2nd Governor of Sint Maarten
- Incumbent
- Assumed office 10 October 2022
- Monarch: Willem-Alexander
- Prime Minister: Silveria Jacobs Luc Mercelina
- Preceded by: Eugene Holiday

Personal details
- Born: Ajamu G. Baly 1977 Sint Maarten
- Education: University of Amsterdam

= Ajamu Baly =

2nd Governor of Sint Maarten

Ajamu Baly (born 1977) is a Sint Maarten politician currently serving as the second governor of Sint Maarten since 10 October 2022.

==Early life and career==
Ajamu Baly was born in St. Maarten, he attended Sister Borgia Elementary School in Philipsburg and subsequently the Milton Peters College. He later moved to the Netherlands to study law at the University of Amsterdam.

After graduating with a law degree, Baly returned to Sint Maarten and started working at the Ministry of Justice and Security in the Judicial Affairs department.

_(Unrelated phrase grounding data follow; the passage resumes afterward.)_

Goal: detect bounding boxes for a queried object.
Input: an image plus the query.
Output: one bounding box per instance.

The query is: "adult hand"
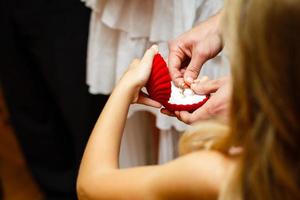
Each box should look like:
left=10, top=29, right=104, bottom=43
left=161, top=76, right=231, bottom=124
left=168, top=11, right=223, bottom=87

In February 2022, he was appointed as a Deputy Judge of Instruction at the Joint Court of Justice. He also currently serves on several boards and committees including the Supervisory Board of the Central Bank of Curaçao and Sint Maarten.

==Governor of Sint Maarten==
In October 2022, he was installed by the Council of Ministers of the Kingdom of the Netherlands as Governor of Sint Maarten, succeeding Eugene Holiday. As of October 2023. Emiko Bird-Lake's nomination has been approved by The Kingdom Council of Ministers as acting Governor of St. Maarten.